My long running joke – that I would get to meet you through my Beekeeping Entomologist boyfriend; that we would someday run into each other at an Apiculture conference and that you would approach him and say, “So, I hear that you have kept bees since you were a child.” And he would naturally fall into a conversation with you about insects and not books and the whole time I would be sitting there dumbfounded saying “Holy crap, that’s Neil Fucking Gaiman!” (because you took Amanda’s last name in my head when you wed her. At least in part.).
And I wouldn’t be able to speak to you after all because I wouldn’t be able to say anything more eloquent beyond, “You’re Neil Fucking Gaiman.” And you would laugh and say, “Yes, I am.”
But the joke’s on me. I met you through a proper book channel and not the bees. And I talked to you about Diana Wynne Jones and not you. And hopefully you will remember that because I will never forget it.
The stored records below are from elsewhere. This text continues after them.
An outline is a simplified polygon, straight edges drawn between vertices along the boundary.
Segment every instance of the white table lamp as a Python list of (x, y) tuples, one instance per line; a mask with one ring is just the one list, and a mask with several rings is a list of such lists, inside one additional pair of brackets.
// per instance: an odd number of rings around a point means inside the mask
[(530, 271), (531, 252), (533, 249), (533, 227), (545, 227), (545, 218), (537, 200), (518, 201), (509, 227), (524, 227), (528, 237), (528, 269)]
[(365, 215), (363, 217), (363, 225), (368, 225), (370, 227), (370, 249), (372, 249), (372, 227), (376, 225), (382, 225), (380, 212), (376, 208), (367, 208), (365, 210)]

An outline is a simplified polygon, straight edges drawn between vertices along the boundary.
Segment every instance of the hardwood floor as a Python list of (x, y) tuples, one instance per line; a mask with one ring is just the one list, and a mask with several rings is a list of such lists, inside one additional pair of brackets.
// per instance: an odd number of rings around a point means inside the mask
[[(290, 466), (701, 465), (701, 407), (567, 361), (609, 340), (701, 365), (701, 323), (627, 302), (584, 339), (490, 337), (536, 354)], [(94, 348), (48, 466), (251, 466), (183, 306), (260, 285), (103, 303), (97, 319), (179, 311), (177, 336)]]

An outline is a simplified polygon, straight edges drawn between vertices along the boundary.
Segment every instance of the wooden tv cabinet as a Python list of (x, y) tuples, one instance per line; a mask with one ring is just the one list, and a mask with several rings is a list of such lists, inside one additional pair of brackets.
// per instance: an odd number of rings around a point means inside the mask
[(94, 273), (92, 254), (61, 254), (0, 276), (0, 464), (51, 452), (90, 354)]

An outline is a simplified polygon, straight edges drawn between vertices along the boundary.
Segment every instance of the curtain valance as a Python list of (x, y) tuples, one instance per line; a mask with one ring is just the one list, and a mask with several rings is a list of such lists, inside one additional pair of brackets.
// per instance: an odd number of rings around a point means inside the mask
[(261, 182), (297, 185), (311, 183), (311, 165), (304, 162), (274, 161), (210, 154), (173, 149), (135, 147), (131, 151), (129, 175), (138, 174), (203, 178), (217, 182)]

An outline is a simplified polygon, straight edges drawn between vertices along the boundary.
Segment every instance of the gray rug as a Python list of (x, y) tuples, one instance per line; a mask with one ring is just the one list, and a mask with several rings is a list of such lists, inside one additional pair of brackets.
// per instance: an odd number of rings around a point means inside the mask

I can still fantasize about snatching you away and talking books all night long (despite your extreme jet lag). I never think of authors in a starstruck “Pantheon of the Gods” way. I instead read them and think, “Wow. I want to have a coffee with them and pick their brain about this or that unrelated thing.” Because their medium reaches into my head and my heart and declares me a friend. Because you feel like an old friend separated by circumstances rather than by choice. Because I want to be able to talk to you and go for tea (or coffee) some day and demand to know your thoughts on Peake.
So I’m bridging the gap, because I have a blog and an email address (firstname.lastname@example.org), and I can reach out. Because I know that you won’t come to me, but I think we should talk sometime about Mervyn Peake. Or bees. Or cats. Or art. Or myths and monsters. And I owe you a pot of tea (or coffee).
And I am always here.
(And I think that Amanda and I should be best friends regardless of you. Because I would like to paint her someday.)
(Just saying. I can, and do, paint. And she needs to be painted more. By me.)
So, Neil. If you are feeling inclined, and you are chatty once you are not touring. And jet lagged. And red-eyed. And exhausted. And there aren’t 1,500 people in between us. And you aren’t writing a novel. Or missing Amanda. Or tending the bees. Or playing with your critters and inventing your creatures…come find me. I am waiting for you with many conversations. But we’ll have to talk Diana Wynne Jones some other day, because I am still broken up over it and so are you.
Thank you for the books, the repetitive jokes, and the dark humour.
But, most importantly, thank you for Diana Wynne Jones.